How to use levenshtein distance in text similarity?

This recipe helps you use levenshtein distance in text similarity

Recipe Objective

How to use levenshtein distance in text similarity ?

levenshtein distance it is defined as distance in which less number of characters required to insert, delete or replace in a given string for e.g String 1 to transform it to another string which is String 2.

For e.g.

String A = helo

String B = hello

So in the above example we need to insert one missing character in String A which is l and transform it to String B. The Levenshtein distance for this will be 1 because there is only one edit is needed.

Similarly if:

String A = kelo

String B = hello

So in this the levenshtein distance will be 2, because not only insertion of l have to done but we have to substitute the character k by h.

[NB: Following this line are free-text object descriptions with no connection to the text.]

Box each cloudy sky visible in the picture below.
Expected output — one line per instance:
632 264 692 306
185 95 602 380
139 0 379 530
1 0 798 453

Step 1 - Import the necessary libraries

import enchant

Step 2 - Define Sample strings

string_A = "helo" string_B = "hello"

Step 3 - Print the result for levenshtein Distance

print("The Levenshtein Distance between String_A and String_B is: ",enchant.utils.levenshtein(string_A, string_B))
The Levenshtein Distance between String_A and String_B is:  1

So from the above we can get an idea about how levenshtein distance works, in this example the distance is 1 because there is only one operation is needed.

Step 4 - Some more examples

string_C = "Hello Jc" string_D= "Hello Jack" print(enchant.utils.levenshtein(string_C, string_D))
string_E = "My nam i S" string_F = "My name is Sam" print(enchant.utils.levenshtein(string_E, string_F))